LONG TERM FOLLOW-UP OF HCV COMPENSATED CIRRHOSIS

L SerfatyØ{1}, H AumaitreØ{1}, O ChazouilleresØ{1}, L orand-JoubertØ{2}, JC PetitØ{2}, R PouponØ{1}. Ø{1}Unite d'Hepatologie, Ø{2}Service de Bacteriologie-Virologie, Hopital St-Antoine, Paris, France.

The aim of this study was to assess the incidence of decompensation (ascitis, jaundice, GI bleeding, encephalopathy), hepatocellular carcinoma (HCC) and survival in patients with HCV compensated cirrhosis , taking into account for genotype and IFN therapy.

Methods:
Between 1989 and 1994, 668 consecutive asymptomatic patients underwent liver biopsy in our liver unit because of positivity for anti-HCV antibodies and elevated ALT activity. Among them, 103 had liver cirrhosis. The median follow-up was 40 mo. 59 patients were treated with IFN for a mean duration of 11±6 mo, 3 (5%) had prolonged biochemical and virological response.

Results:
HCV genotypes (Inno-LiPa) (n=95) were predominantly 1b (52%) and 3a (23%). During follow-up, 25 patients (24%) presented complications of cirrhosis: HCC in 10 (10%) and decompensation in 15 tumor free patients. Cumulative probability of overall complications was 18 and 27% at 2 and 4 years respectively. Death occurs in 15 patients (15%). Causes of death were liver failure in 5, HCC in 8, GI bleeding in 1 and unrelated cause in 1. Three patients were transplanted for liver failure. Cumulative probability of survival was 96 and 84% at 2 and 4 years respectively. Cox's regression analysis identified 3 independent predictive factors: bilirubin and albumin levels at entry, and absence of IFN therapy. IFN treated patients and untreated patients were not significantly different in terms of epidemiological characteristics, HCV genotype and liver function.
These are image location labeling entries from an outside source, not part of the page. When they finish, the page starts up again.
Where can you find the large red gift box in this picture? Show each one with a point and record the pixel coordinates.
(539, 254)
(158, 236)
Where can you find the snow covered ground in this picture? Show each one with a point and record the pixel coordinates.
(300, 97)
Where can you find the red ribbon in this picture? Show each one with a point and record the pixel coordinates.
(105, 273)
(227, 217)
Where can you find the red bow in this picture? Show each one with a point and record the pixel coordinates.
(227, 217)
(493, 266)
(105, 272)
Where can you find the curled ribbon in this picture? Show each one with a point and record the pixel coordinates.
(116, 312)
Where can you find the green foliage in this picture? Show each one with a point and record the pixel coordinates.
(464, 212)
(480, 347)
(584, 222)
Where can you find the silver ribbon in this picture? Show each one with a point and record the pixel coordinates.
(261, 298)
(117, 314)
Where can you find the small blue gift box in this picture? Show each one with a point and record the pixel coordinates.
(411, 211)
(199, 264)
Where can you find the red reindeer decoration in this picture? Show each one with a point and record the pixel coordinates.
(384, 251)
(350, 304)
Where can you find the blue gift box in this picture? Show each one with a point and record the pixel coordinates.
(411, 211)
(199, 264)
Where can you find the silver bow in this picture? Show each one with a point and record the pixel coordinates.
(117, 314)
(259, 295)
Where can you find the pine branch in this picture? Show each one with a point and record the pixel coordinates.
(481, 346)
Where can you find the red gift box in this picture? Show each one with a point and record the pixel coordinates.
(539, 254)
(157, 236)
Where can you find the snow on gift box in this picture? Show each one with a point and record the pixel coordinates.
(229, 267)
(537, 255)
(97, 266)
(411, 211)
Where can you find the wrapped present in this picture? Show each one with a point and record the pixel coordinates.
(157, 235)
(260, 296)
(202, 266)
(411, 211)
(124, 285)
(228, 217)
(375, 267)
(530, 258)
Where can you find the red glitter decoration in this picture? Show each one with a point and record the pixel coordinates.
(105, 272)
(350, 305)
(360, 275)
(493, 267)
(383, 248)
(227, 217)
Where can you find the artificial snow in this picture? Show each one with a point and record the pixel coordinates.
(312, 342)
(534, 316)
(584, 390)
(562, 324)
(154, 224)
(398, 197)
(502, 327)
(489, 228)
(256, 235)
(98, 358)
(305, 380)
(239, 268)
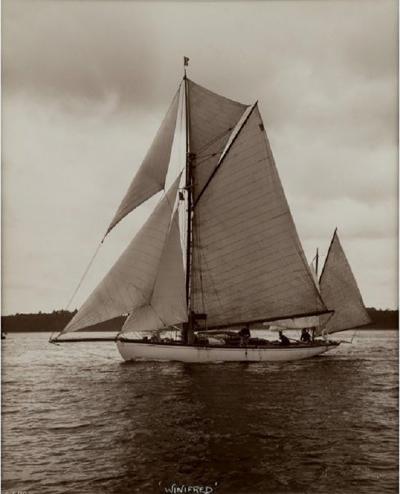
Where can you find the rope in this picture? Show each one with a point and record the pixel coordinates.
(84, 274)
(54, 340)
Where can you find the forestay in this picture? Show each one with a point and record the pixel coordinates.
(248, 263)
(131, 281)
(151, 175)
(340, 292)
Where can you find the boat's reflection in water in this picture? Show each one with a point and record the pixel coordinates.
(247, 427)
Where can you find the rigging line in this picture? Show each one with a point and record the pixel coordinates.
(84, 274)
(214, 140)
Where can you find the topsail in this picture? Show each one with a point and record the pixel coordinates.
(244, 262)
(152, 173)
(130, 283)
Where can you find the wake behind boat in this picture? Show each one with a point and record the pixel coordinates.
(219, 252)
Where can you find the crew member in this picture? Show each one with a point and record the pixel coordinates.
(305, 336)
(284, 341)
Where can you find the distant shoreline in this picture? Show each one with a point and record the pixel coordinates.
(57, 320)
Cumulative probability of survival at 4 years was significantly different between treated and untreated patients (94% vs 60%, p<0.0001).

Conclusion:
In patients with HCV compensated cirrhosis:
1) complications of cirrhosis occur in a high proportion of patients, whatever the genotype involved.
2) The degree of severity of cirrhosis and absence of IFN therapy were the two independent predictive factors of bad prognosis.